ARTIGOS ARTICLES
Guilherme L. Werneck 1,2 | Spatial modeling using mixed models: an ecologic study of visceral leishmaniasis in Teresina, Piauí State, Brazil
Modelagem espacial utilizando modelos mistos: um estudo ecológico sobre leishmaniose visceral em Teresina, Piauí, Brasil |
1 Núcleo de Estudos de Saúde Coletiva, Universidade Federal do Rio de Janeiro. Centro de Ciências da Saúde, Bloco K, Cidade Universitária, C. P. 68037, Rio de Janeiro, RJ 21941-590, Brasil. gwerneck@nesc.ufrj.br | Abstract Most ecologic studies use geographical areas as units of observation. Because data from areas close to one another tend to be more alike than those from distant areas, estimation of effect size and confidence intervals should consider spatial autocorrelation of measurements. In this report we demonstrate a method for modeling spatial autocorrelation within a mixed model framework, using data on environmental and socioeconomic determinants of the incidence of visceral leishmaniasis (VL) in the city of Teresina, Piauí, Brazil. A model with a spherical covariance structure indicated significant spatial autocorrelation in the data and yielded a better fit than one assuming independent observations. While both models showed a positive association between VL incidence and residence in a favela (slum) or in areas with green vegetation, values for the fixed effects and standard errors differed substantially between the models. Exploration of the data's spatial correlation structure through the semivariogram should precede the use of these models. Our findings support the hypothesis of spatial dependence of VL rates and indicate that it might be useful to model spatial correlation in order to obtain more accurate point and standard error estimates.
Resumo A maioria dos estudos ecológicos utiliza áreas geográficas como unidades de observação. Uma vez que as áreas geograficamente próximas tendem a ser mais semelhantes do que as distantes, as estimativas da magnitude do efeito e dos intervalos de confiança devem levar em conta a auto-correlação espacial das medidas. Neste estudo demonstramos um método para modelar a auto-correlação espacial dentro de um referencial de modelo misto, utilizando dados sobre determinantes ambientais e sócio-econômicos da incidência de leishmaniose visceral (LV) na cidade de Teresina, Estado do Piauí. Um modelo com uma estrutura de covariância esférica indicou uma auto-correlação espacial significativa nos dados e produziu melhor ajuste quando comparado com outro modelo que pressupunha observações independentes. Embora ambos modelos tenham demonstrado associações positivas entre incidência de LV e residência em favelas ou áreas com vegetação verde, os valores para os efeitos fixos e erros-padrão diferiram substancialmente entre os modelos. A estrutura da correlação espacial dos dados deve ser explorada através do semivariograma, antes da utilização destes modelos.
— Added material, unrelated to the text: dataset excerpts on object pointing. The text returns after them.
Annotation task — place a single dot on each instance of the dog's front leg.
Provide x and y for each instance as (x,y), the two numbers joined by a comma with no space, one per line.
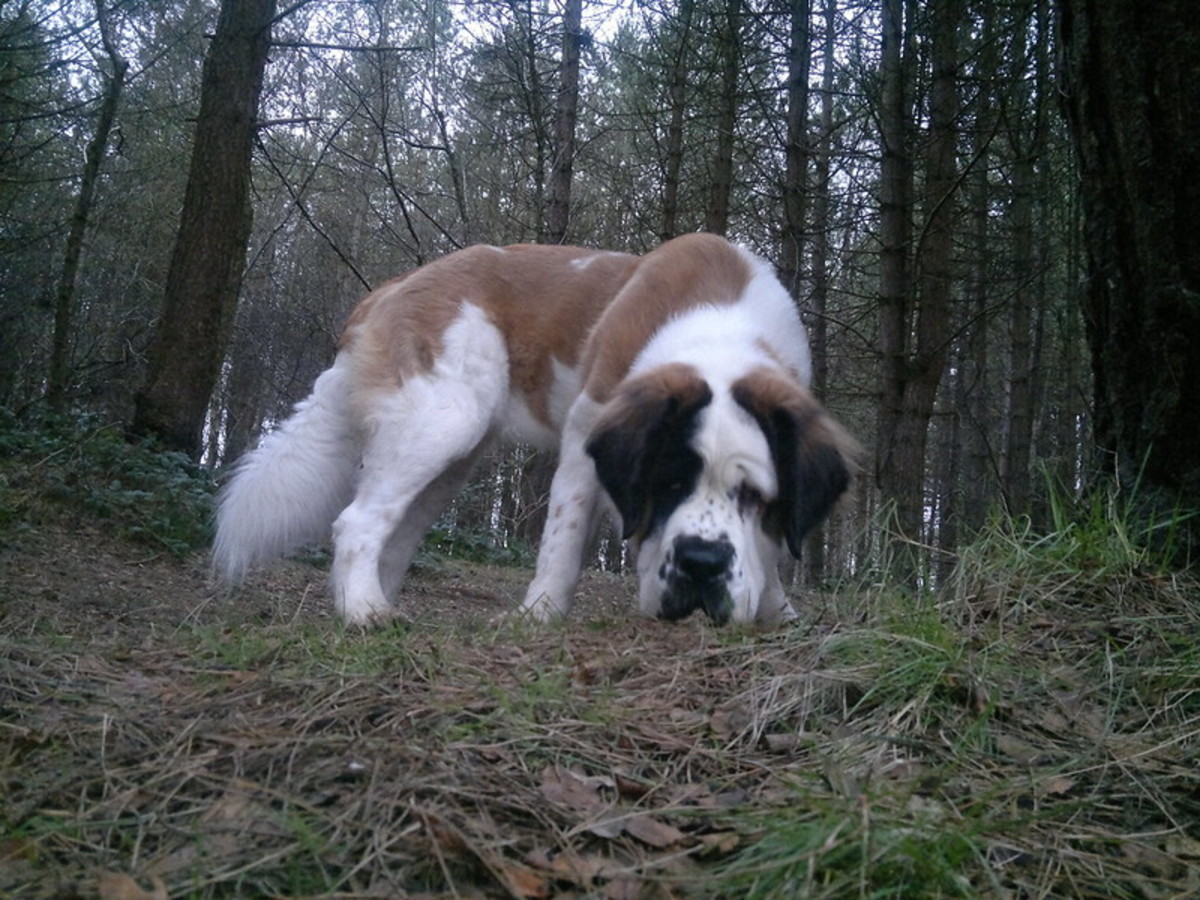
(573,507)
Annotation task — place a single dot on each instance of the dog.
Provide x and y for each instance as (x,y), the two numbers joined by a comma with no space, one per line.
(673,385)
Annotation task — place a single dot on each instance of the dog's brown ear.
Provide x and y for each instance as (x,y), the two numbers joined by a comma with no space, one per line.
(814,456)
(641,445)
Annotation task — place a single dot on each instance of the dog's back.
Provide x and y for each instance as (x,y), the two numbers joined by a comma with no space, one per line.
(540,301)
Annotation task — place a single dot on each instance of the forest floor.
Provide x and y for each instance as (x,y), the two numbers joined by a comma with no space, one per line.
(160,739)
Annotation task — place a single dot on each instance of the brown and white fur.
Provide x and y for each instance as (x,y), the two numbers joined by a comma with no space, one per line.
(673,387)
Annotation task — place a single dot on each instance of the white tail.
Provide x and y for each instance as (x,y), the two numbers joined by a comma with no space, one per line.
(289,490)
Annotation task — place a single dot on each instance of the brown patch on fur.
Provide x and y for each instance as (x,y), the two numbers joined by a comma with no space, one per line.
(636,442)
(689,271)
(814,456)
(544,299)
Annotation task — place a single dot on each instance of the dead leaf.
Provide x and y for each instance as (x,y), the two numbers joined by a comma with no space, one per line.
(568,867)
(573,790)
(521,880)
(1056,786)
(730,721)
(653,832)
(718,844)
(630,787)
(623,887)
(1014,748)
(118,886)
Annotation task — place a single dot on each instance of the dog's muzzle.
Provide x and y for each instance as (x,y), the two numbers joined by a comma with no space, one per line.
(699,579)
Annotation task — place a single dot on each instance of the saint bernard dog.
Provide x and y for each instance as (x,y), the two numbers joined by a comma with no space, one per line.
(673,387)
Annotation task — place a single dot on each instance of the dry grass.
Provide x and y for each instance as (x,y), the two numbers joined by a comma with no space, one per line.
(1031,730)
(1032,733)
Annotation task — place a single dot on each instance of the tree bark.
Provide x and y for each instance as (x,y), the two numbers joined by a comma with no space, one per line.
(558,210)
(796,151)
(912,377)
(59,381)
(205,270)
(677,94)
(1132,94)
(717,219)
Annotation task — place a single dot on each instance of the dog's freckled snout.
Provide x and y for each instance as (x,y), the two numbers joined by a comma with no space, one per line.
(702,561)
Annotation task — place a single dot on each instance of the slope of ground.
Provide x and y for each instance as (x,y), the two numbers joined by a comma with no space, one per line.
(1031,731)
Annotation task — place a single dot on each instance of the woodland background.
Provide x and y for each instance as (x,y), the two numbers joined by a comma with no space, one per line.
(907,167)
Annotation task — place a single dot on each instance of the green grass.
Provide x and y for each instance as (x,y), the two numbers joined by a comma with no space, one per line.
(1030,729)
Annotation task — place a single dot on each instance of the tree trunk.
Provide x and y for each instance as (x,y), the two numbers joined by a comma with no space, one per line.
(59,381)
(717,220)
(895,239)
(915,377)
(205,269)
(1132,95)
(677,95)
(559,208)
(796,151)
(814,563)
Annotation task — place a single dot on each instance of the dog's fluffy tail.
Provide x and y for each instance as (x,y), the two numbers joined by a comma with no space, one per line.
(289,490)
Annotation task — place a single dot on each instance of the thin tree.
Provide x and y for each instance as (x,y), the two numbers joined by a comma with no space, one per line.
(559,207)
(59,381)
(913,367)
(677,99)
(717,219)
(1132,94)
(205,270)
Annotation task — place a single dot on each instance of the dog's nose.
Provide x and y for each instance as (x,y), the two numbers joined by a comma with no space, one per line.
(702,561)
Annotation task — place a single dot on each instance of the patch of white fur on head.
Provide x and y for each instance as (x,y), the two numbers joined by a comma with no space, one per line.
(726,507)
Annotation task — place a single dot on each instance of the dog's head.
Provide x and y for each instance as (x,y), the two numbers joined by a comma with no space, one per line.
(711,479)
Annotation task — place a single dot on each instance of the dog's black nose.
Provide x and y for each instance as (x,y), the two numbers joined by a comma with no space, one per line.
(702,561)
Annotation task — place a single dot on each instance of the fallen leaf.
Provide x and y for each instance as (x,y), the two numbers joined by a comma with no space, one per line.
(521,880)
(1057,785)
(567,865)
(623,887)
(718,844)
(573,790)
(653,832)
(118,886)
(630,787)
(730,720)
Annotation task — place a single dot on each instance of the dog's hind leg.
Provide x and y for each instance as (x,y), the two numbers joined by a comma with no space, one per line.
(407,538)
(421,439)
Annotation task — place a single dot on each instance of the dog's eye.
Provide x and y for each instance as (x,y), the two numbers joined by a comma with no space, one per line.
(749,497)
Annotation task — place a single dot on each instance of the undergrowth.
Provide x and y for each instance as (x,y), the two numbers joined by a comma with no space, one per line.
(70,466)
(1029,730)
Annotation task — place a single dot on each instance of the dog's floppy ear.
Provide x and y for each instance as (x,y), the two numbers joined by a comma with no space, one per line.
(814,456)
(641,444)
Nossos achados favorecem a hipótese da dependência espacial dos coeficientes de incidência de LV e sugerem que a modelagem da correção espacial poderia ser útil para obter estimativas pontuais e de erros-padrão mais acuradas. |
Introduction
In ecologic studies, geographical areas are the usual units of observation, data on outcome are expressed as incidence rates, and data on explanatory variables may include aggregate, environmental or global measures (Morgenstern, 1998). Data taken within specific regions (areal data) typically possess spatial structure, in the sense that observations closer together tend to be more alike than observations farther apart (Cressie, 1991). Accordingly, areal data can be considered a two-dimensional counterpart of time series data, in which observations are correlated in the single dimension of time. As in the analysis of time series, it is important to model the spatial correlation structure among observations in order to obtain valid estimates of effect size, confidence intervals, and significance levels (Cressie, 1991).
In this paper we describe a strategy for modeling spatial covariance structure in ecologic studies within a mixed model framework. The observed data in mixed models consist of fixed effects, which define the expected values of the observations, and random effects, which define the variance and covariance of the observations (Littell et al., 2000). Since errors in mixed models for spatial data are correlated, spatial covariance is modeled through the error term. As an illustration of these methods, we present data of an ecologic study of environmental and socioeconomic determinants of the incidence of visceral leishmaniasis (VL) in Teresina, Piauí, Brazil.
Methods
Study area
Teresina, capital of the State of Piauí, was the site of Brazil's first urban epidemic of VL in 1980-1985 (Costa et al., 1990). In a second epidemic, from 1992 to 1996, more than 1,200 cases were reported among a population of 650,000. Factors that favor transmission of Leishmania chagasi by the sand fly vector Lutzomyia longipalpis include the city's tropical climate and vegetation. Grass, shrubs, and sparse mango and palm trees are found throughout the city, and tropical forest and farmland surround the urban periphery.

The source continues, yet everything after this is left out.